Rememberings, by Sinéad O’Connor 

“Blessed with a singular voice and a fiery temperament, Sinéad O'Connor rose to massive fame in the late 1980s and 1990s with a string of gold records. By the time she was twenty, she was world famous--living a rock star life out loud. From her trademark shaved head to her 1992 appearance on Saturday Night Live when she tore up Pope John Paul II's photograph, Sinéad has fascinated and outraged millions. In Rememberings, O'Connor recounts her painful tale of growing up in Dublin in a dysfunctional, abusive household. Inspired by a brother's Bob Dylan records, she escaped into music. She relates her early forays with local Irish bands; we see Sinéad completing her first album while eight months pregnant, hanging with Rastas in the East Village, and soaring to unimaginable popularity with her cover of Prince's ‘Nothing Compares 2U.’” 

#Tuesday, December 20 @ 6pm Nuts About Reading Book Club at West

People Like Her, by Ellery Lloyd 

“To her adoring fans, Emmy Jackson, aka @the_mamabare, is the honest ‘Instamum’ who always tells it like it is. To her skeptical husband, a washed-up novelist who knows just how creative Emmy can be with the truth, she is a breadwinning powerhouse chillingly brilliant at monetizing the intimate details of their family life. To one of Emmy's obsessive followers, she's the woman that has everything but deserves none of it. As Emmy's moral compass veers wildly off course, she becomes vulnerable to a very real danger circling ever closer to her family.”

#Tuesday, December 20 @ 6:45 pm Flamingo Book Club at Beaches

The Lion, the Witch and the Wardrobe, by C.S. Lewis 

“Four English schoolchildren find their way through the back of a wardrobe into the magic land of Narnia and assist Aslan, the golden lion, to triumph over the White Witch, who has cursed the land with eternal winter.”

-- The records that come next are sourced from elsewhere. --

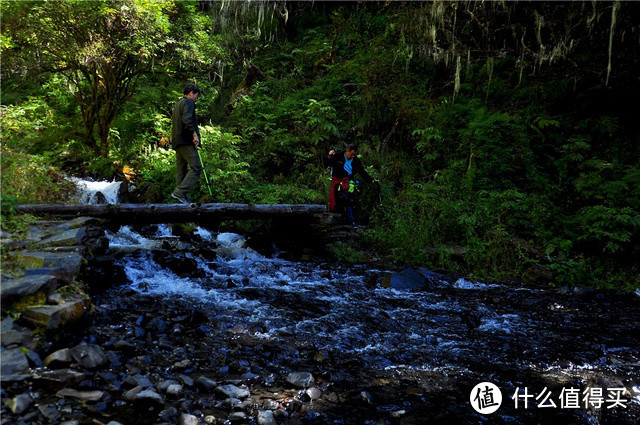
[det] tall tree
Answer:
[2,0,174,157]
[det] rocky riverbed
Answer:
[1,217,640,425]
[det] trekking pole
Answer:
[196,148,213,196]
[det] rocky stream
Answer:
[0,180,640,425]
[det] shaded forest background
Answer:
[0,0,640,289]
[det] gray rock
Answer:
[22,295,91,328]
[258,410,276,425]
[26,350,42,367]
[216,384,251,399]
[223,398,242,410]
[124,374,153,388]
[113,339,136,352]
[178,374,195,387]
[133,390,164,405]
[360,391,373,404]
[382,269,427,291]
[36,404,61,423]
[0,314,13,332]
[167,384,184,397]
[33,369,85,388]
[71,344,107,369]
[56,388,104,401]
[196,376,218,391]
[124,386,143,400]
[42,348,73,368]
[6,393,33,415]
[35,227,86,247]
[0,329,33,347]
[307,387,322,400]
[11,251,82,276]
[47,292,62,305]
[180,413,200,425]
[0,348,29,380]
[229,412,247,422]
[287,372,314,388]
[0,275,58,305]
[156,379,178,392]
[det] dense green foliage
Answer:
[2,1,640,288]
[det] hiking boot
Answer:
[171,193,191,204]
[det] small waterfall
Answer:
[69,177,122,204]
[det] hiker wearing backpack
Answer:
[327,143,378,228]
[171,84,202,204]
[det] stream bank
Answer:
[0,180,640,425]
[2,215,640,425]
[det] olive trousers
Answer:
[173,145,202,197]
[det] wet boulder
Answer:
[0,348,29,381]
[153,250,204,277]
[216,384,251,399]
[5,393,33,415]
[381,269,428,291]
[42,348,73,369]
[287,372,314,388]
[22,295,91,329]
[70,344,107,369]
[0,274,58,306]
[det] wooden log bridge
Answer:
[15,203,328,223]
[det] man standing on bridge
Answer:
[171,84,202,204]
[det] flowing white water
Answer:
[69,177,121,204]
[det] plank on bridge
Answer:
[15,203,328,223]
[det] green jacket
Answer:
[171,97,200,149]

#Thursday, December 22 @ 7 pm Club 364.1 True Crime Book Club Online via Zoom

The Third Rainbow Girl, by Emma Copley Eisenberg 

“In the early evening of June 25, 1980 in Pocahontas County, West Virginia, two middle-class outsiders named Vicki Durian, 26, and Nancy Santomero, 19, were murdered in an isolated clearing. They were hitchhiking to a festival known as the Rainbow Gathering but never arrived; they traveled with a third woman however, who lived. For thirteen years, no one was prosecuted for the ‘Rainbow Murders’, though deep suspicion was cast on a succession of local residents in the community, depicted as poor, dangerous, and backward. In 1993, a local farmer was convicted, only to be released when a known serial killer and diagnosed schizophrenic named Joseph Paul Franklin claimed responsibility. With the passage of time, as the truth seemed to slip away, the investigation itself caused its own traumas--turning neighbor against neighbor and confirming a fear of the violence outsiders have done to this region for centuries.”